In 1963 he drew on the austere skills of the classical philological skills and his intimate understanding of the ways of Whitehall to write a brilliant full page translation in the Manchester Guardian of the 1961 Plowden committee's report on public spending. It began "We proceed on two principles: 'No dirty linen in public, and outside critics are bores'." He regarded the report as an example of opaque Whitehall prose employed as a device to allow mandarins to converse in public without being understood.

It is true that he never specialised and so did not produce the great definitive book. But his real qualities were better seen in the acknowledgements and prefaces to articles and books that other political scientists were writing in the 1950s and 1960s. He was a synthesiser, brilliant at making connections across disciplines, ruminating about the state of a field, and suggesting new topics of research. A footnote could move from the classics to a controversy in biology to the mythic aspects of a television soap opera. His qualities were best seen in the scores of essays, talks and seminars which he gave. Some were collected in his Explorations in Government: Collected Papers 1951-1958 (1975). Often he was oblique and allusive, pointing to puzzles and problems, suggesting new ways of looking at the familiar. This was a very different style from his distinguished successor at Manchester, Sammy Finer, who always liked to have the last word.

Yet his publications were distinctive and heterogeneous. His co-authored Central Administration in Great Britain (1957) was an outstanding account of the form and work of British central govemment. From his interest in Africa came Free Elections (1958) and Five Elections in Africa (1960), with Kenneth Robinson. His magisterial Politics and Social Science, an encyclopaedic study of the field, and The Study of Political Science Today (1972) could perhaps only have been written by him. The first explained political science to the social scientist and social science to the student of politics. He wrote about political theory, political resistance in Norway, Africa, regionalism in Italy, among other things. He was a generalist in the best sense.

His appearance changed little from his forties to his seventies. He had a shock of silver wavy hair, friendly blue eyes, a ruddy complexion and a slow Scottish accent. He had a tall shambling gait and there was something of the figure of Father Christmas about him. He was a good mixer, humorous, a marvellous stimulator of staff and students, and always welcoming to those from overseas.

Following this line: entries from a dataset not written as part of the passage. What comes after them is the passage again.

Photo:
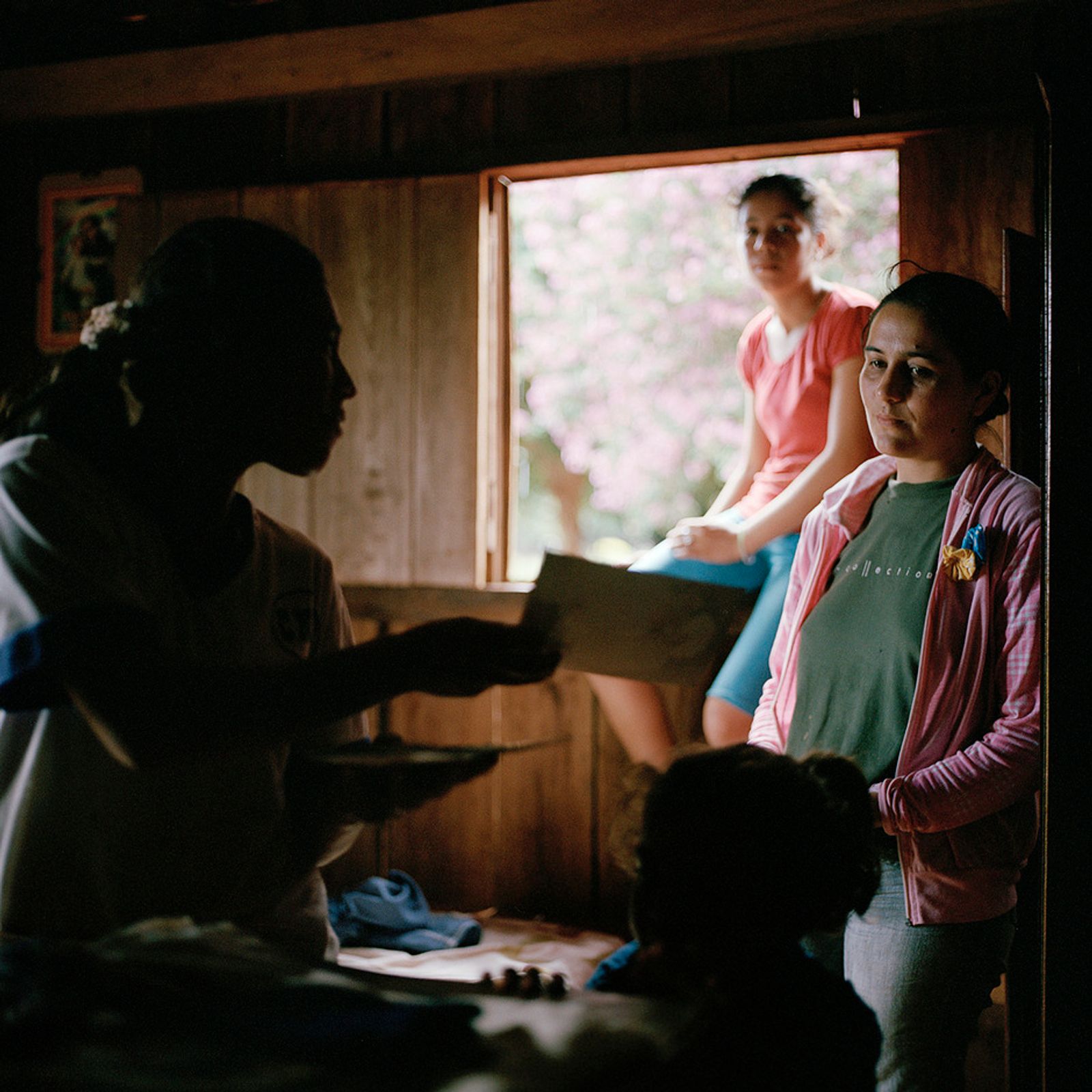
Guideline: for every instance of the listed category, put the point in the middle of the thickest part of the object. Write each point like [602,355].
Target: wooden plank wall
[384,184]
[533,837]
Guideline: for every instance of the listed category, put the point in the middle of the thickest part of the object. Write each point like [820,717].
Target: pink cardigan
[962,803]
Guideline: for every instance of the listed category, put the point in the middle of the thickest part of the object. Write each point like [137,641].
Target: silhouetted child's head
[744,848]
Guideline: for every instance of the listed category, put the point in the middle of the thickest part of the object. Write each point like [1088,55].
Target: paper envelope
[637,625]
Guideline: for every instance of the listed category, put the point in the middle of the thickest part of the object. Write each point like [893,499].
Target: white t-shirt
[87,846]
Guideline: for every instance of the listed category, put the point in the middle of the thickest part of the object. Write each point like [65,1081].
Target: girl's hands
[704,540]
[459,658]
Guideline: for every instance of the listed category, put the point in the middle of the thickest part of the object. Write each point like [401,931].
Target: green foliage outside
[628,298]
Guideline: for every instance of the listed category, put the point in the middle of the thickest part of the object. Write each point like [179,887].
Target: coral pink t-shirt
[792,399]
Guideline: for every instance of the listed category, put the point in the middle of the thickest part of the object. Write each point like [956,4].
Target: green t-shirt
[861,646]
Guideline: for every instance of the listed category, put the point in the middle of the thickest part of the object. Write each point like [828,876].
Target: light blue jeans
[928,984]
[740,682]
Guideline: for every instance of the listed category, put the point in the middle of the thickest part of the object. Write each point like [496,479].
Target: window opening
[628,294]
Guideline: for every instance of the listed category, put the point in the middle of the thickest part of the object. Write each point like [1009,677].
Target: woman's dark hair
[969,319]
[743,842]
[814,201]
[211,303]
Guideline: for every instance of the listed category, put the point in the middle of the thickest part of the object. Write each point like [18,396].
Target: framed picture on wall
[78,227]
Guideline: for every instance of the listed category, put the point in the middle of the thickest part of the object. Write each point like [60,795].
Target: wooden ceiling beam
[538,36]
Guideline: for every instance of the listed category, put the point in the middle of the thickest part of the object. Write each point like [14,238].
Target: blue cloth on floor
[393,913]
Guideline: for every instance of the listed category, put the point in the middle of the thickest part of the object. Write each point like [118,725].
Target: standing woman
[169,653]
[910,642]
[804,429]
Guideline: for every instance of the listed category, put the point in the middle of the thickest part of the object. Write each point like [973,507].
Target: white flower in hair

He retired from his Glasgow chair in 1974. There followed more books: Power, Violence and Decision (1975), Political Identity (1977), Biological Ideas and Politics (1978) and a study of health care. If they did not attract the attention they deserv-ed, it was probably because the range was too wide for a more narrowly trained generation of political and social scientists.

He married Pam Malyon in 1943. There were four daughters and one son.

Dennis Kavanagh

William James Millar Mackenzie, political scientist: born 8 April 1909; Fellow of Magdalen College 1933-48; War History SOE (part-time) 1945-48; Professor of Government and Administration, Manchester University 1949- 55, Professor of Government 1955-66; CBE 1963; James Bryce Professor of Government, Glasgow University 1966-70, Edward Caird Professor of Politics 1970-74 (Emeritus); FBA 1968; married 1943 Pamela Malyon (one son, four daughters); died Glasgow 22 August 1996.